Sitting in the car, I asked “Where now?” John Paul didn’t hesitate, “Home Depot!” And down the highway, we went and set up in their parking lot. I was both shooting the camera and doing the interview while John Paul wrangled the next interview. Out of the corner of my eye, I saw a man in a Home Depot shirt with a security cop. We would find out Wal-Mart had called area stores to tell them about the vagabond interview crew, and when they spotted us out they came. John Paul gave me a ‘keep shooting, I’ve got this’ nod as he walked toward the manager and officer.

Their conversation lasted long enough for me to finish one interview and get started on the other. I was still watching John Paul working his magic when he reached for his wallet. If $50 was good for an interview, he would say later, maybe a $100 passed to each of the Home Depot guys would buy us some time. Well, it didn’t. After an apparent misinterpretation of ‘talent fee’ and ‘bribe’, when John Paul got to the camera, he picked up the tripod and off to the rental car we went, in a hurry. We had worn out our welcome in South Florida – at least as on-the-street movie makers.
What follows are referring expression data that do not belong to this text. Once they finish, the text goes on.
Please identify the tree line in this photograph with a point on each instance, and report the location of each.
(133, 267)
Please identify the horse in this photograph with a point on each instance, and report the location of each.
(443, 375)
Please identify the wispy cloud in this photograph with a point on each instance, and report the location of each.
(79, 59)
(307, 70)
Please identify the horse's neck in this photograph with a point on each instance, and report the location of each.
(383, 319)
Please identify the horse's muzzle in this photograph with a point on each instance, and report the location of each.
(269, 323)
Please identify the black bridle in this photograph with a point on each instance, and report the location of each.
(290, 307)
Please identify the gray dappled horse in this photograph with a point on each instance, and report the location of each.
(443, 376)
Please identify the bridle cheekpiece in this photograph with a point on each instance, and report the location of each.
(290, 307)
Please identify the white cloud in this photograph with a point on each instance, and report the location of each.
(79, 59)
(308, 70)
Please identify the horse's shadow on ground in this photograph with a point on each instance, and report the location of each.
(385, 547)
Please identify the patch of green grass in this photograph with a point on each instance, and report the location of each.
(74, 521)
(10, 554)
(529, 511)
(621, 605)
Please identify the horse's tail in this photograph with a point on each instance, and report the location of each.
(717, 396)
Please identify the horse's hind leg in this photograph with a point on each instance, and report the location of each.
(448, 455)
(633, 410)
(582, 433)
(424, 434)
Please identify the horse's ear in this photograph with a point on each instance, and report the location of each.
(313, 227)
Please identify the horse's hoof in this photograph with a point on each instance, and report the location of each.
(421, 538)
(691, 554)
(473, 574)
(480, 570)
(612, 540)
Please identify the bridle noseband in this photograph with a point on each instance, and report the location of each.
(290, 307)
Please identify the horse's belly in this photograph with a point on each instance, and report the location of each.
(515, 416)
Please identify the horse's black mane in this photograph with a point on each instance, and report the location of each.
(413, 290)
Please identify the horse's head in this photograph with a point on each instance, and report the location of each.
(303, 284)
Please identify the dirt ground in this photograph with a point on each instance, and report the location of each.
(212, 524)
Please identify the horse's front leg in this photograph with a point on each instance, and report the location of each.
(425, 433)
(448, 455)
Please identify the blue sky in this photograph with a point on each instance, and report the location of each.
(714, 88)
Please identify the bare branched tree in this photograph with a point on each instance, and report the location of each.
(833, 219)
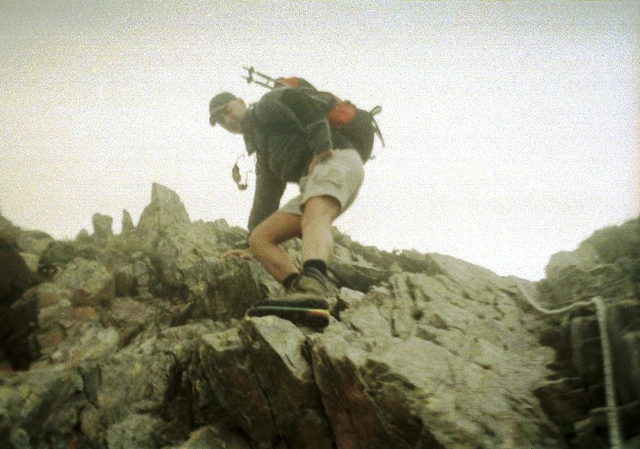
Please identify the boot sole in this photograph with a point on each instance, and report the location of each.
(316, 318)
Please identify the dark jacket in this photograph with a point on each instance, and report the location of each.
(285, 129)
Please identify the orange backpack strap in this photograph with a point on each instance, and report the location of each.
(341, 114)
(291, 82)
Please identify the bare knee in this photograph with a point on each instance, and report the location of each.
(321, 208)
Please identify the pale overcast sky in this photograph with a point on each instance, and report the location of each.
(511, 127)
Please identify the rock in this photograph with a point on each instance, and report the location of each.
(277, 348)
(102, 226)
(164, 210)
(214, 437)
(33, 242)
(139, 340)
(231, 376)
(15, 276)
(90, 282)
(127, 222)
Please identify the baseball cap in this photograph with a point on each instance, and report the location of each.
(217, 104)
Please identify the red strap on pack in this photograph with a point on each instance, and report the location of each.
(291, 82)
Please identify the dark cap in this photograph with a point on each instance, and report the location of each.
(217, 104)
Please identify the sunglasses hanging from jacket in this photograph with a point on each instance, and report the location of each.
(237, 175)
What we did get though was about a dozen people just dogging the jingle, the store, and their advertising. Then, we got the account. Even better, this interview technique was branded as ‘Guerilla Marketing’ (by Connie Marefka), and it became a part of Strong Automotive Merchandising’s bag of tricks to get a second major store in Florida. Nope, John Paul never stops, and that my fellow workers, is a good thing.